Primary Care Coding Alert

Reader Questions:

Hear This Advice on Timely Filing Denials

Question: After getting a denial on a claim for a patient insured by an employment benefit plan, we submitted an appeal. Even though it was submitted within 180 days, we received a timely filing denial from the payer. What should we do?

AAPC Forum Participant

Answer: Start by examining the information you receive with the denial and reviewing the plan and policy details. “If the insurance policy is a result of an employee benefit plan, the federal Employee Retirement Income Security Act [ERISA] law overrides any state laws and contract-imposed timeframes. As a result, for about 80 percent of your non-Medicare/Medicaid-insured patients, the appeal timeframe is 180 days. For Medicare, the timeframe is 120 days, and every state Medicaid has its own specific appeal timeframe, so it’s crucial to examine the information from your state Medicaid program,” says Barbara J. Cobuzzi, MBA, CPC, COC, CPCO, CPC-P, CPC-I, CENTC, CMCS, of CRN Healthcare Solutions in Tinton Falls, New Jersey.
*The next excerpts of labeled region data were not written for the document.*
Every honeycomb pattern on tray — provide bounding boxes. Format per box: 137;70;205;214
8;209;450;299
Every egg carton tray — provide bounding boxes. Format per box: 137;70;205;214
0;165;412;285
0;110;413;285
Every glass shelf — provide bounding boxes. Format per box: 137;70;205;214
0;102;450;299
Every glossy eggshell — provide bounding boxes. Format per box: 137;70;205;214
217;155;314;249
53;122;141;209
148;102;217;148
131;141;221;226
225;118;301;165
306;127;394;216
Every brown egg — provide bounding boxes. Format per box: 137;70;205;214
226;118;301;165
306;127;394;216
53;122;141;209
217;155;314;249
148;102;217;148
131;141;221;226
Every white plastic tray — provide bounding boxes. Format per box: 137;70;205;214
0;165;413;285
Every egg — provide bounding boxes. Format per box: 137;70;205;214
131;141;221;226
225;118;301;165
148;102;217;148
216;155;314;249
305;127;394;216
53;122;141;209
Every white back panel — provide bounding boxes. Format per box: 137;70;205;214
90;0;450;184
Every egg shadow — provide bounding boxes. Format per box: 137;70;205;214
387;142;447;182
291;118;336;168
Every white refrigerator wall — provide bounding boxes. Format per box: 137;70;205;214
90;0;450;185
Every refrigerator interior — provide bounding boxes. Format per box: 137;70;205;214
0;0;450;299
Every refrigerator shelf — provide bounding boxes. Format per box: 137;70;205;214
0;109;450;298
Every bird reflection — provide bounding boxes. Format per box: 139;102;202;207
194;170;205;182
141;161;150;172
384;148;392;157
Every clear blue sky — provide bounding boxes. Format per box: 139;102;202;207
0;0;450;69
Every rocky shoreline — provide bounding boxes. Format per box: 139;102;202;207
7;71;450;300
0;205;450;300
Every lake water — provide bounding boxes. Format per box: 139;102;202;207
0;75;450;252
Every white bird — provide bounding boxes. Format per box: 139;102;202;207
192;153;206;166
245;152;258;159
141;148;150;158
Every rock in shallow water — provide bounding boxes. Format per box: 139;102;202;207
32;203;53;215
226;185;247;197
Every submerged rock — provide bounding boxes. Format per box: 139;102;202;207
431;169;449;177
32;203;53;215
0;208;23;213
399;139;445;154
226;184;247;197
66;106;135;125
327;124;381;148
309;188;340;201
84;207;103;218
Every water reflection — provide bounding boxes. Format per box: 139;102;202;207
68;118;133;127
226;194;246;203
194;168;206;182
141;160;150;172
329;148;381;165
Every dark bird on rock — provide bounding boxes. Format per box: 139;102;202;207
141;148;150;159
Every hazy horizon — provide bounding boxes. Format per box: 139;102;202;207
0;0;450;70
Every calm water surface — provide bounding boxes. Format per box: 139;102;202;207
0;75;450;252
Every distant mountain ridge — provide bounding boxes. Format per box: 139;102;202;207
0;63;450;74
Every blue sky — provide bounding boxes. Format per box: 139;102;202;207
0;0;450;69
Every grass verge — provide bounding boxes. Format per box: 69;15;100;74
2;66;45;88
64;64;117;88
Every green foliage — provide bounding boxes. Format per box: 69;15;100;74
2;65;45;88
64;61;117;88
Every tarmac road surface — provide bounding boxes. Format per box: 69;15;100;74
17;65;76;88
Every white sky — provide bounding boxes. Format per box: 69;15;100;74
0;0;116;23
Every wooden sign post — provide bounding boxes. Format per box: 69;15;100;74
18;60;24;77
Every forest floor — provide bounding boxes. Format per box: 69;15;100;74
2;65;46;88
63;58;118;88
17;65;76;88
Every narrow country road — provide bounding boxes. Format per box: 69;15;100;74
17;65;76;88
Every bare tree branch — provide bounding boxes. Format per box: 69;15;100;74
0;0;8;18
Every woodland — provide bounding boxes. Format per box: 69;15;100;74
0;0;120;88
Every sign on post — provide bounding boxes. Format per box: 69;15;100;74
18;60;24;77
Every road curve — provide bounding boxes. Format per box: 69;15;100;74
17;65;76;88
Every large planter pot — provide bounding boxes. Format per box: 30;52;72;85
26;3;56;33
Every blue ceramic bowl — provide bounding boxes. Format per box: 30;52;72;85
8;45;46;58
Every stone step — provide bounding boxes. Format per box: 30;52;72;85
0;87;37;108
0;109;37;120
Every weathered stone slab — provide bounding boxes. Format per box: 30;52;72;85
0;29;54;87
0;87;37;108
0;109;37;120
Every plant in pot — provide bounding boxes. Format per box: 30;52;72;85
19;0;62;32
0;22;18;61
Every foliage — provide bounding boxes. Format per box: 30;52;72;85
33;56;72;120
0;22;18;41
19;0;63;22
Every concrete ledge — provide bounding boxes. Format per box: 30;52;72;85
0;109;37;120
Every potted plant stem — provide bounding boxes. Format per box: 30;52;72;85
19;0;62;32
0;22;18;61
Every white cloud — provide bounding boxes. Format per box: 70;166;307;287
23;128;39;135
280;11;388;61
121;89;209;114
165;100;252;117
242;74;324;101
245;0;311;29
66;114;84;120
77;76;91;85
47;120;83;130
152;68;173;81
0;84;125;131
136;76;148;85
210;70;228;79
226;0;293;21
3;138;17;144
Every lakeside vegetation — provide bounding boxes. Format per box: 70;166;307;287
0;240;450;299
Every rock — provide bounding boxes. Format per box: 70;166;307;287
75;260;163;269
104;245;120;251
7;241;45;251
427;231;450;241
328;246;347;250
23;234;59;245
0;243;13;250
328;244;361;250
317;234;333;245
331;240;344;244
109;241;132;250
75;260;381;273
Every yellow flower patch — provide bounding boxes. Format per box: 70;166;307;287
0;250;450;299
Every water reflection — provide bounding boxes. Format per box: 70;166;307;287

“Keep in mind that the information on your remittances and denials from the payer may be misleading, stating the insurance company appeal deadline… Often, these timely filing denials are invalid because the window being applied by the payer is shorter than the 180-day timely filing window established by ERISA,” says Cobuzzi.

Bottom line: Arbitrary timely filing timeframes established by third-party payers are meaningless for policies that fall under ERISA — only ERISA rules apply: 180-day timeframe for participating providers and 60 days for non-participating providers.

Do this: Even if the denial states that the denial is for timely filing, if you have proof of filing within 180 days of the date of service for a participating provider and the plan is covered by ERISA, the denial is invalid, and the payer should immediately pay the appeal, Cobuzzi advises.